Webb tornou possível observar a chamada linha de neve: o limite além do qual todos os elementos estão na forma de gelo. Nas partes mais próximas da estrela, a presença de gelo de água é quase inexistente devido ao calor, enquanto nas partes mais distantes ele representa até 20% da composição total.
Os astrônomos acreditam que os corpos que orbitam dentro do anel estão colidindo uns com os outros, gerando corpos maiores que podem um dia se tornar planetas. Esses impactos também espalham partículas de gelo do tamanho de milímetros por todo o sistema. A presença de monóxido de carbono e possivelmente dióxido de carbono, juntamente com minerais essenciais, também foi confirmada nesta estrela, explica Pinilla-Alonso; o que torna esse sistema ainda mais semelhante ao nosso.
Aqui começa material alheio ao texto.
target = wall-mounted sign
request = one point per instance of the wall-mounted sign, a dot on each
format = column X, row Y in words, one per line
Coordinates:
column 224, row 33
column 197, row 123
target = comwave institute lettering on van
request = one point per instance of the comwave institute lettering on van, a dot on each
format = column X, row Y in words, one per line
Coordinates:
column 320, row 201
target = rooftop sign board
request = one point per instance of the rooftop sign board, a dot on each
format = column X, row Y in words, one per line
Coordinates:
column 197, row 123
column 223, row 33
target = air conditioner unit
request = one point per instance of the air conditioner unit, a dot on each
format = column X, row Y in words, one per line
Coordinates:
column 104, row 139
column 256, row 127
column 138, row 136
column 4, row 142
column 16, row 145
“Provavelmente estamos vendo coisas muito semelhantes ao que aconteceu na origem do nosso próprio sistema solar”, explica Pinilla-Alonso. “Os sistemas solares começam com o disco protoplanetário de poeira e gás, depois discos de detritos como este e, finalmente, a formação planetária. Webb detectou a presença de gelo em todos esses estágios. Observar este disco, e provavelmente outros que virão, nos permite compreender as pontes entre essas diferentes fases pela primeira vez”, acrescenta o astrônomo, que recentemente ingressou na Universidade de Oviedo como parte do programa Atrae e foi coautor do estudo com colegas das Universidades da Flórida e do Arizona, e do Instituto do Telescópio Espacial, o centro da missão James Webb .
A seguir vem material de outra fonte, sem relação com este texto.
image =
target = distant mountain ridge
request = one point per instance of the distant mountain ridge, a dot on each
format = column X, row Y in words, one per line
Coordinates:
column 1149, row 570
Guillem Anglada , pesquisador do Instituto de Astrofísica da Andaluzia (IAA-CSIC), que não participou do estudo, destaca seu valor. “É uma descoberta muito importante, embora não totalmente inesperada”, argumenta. O astrônomo se concentra no estudo de discos protoplanetários, e sua equipe confirmou a presença de gelo nesses anéis usando telescópios espaciais e terrestres. Quando a estrela atinge seu primeiro milhão de anos, sua radiação evapora quase todo o gás, deixando apenas poeira da qual se forma o disco de detritos. "Este trabalho mostra claramente que há um reservatório de gelo nas camadas mais externas que se espalha mais tarde graças à colisão" de corpos de poeira e rocha, que impactam "continuamente", argumenta Anglada.
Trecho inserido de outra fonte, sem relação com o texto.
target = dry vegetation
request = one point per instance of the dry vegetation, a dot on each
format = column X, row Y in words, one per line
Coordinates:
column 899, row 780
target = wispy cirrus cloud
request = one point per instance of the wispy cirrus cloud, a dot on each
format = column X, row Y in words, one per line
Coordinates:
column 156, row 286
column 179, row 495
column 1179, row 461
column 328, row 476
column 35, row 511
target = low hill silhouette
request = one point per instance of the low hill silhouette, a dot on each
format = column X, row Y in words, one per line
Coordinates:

A linha de neve marca um limite crucial aqui. Corpos carregados de gelo empurrados por planetas gigantes podem cruzar a fronteira e eventualmente colidir com planetas rochosos, formando oceanos de água líquida. "Foi isso que aconteceu no nosso sistema solar, mas é apenas uma teoria. Ainda estamos longe de saber como isso acontece, e cada caso pode ser um caso", alerta Anglada.
Um evento catastrófico como o causado pelos gigantes gasosos ainda não ocorreu na estrela observada, mas é provável que possa ocorrer. Há estudos preliminares que sugerem a presença de planetas neste cinturão. E se não houvesse nenhuma, os autores deste novo estudo estimam que elas poderiam se formar em cerca de outros 100 milhões de anos. Enquanto isso, mais perto de casa, dados continuam a se acumular sobre a possível presença de um nono planeta no sistema solar que poderia estar interrompendo o movimento de corpos gelados nas áreas mais remotas do Cinturão de Kuiper.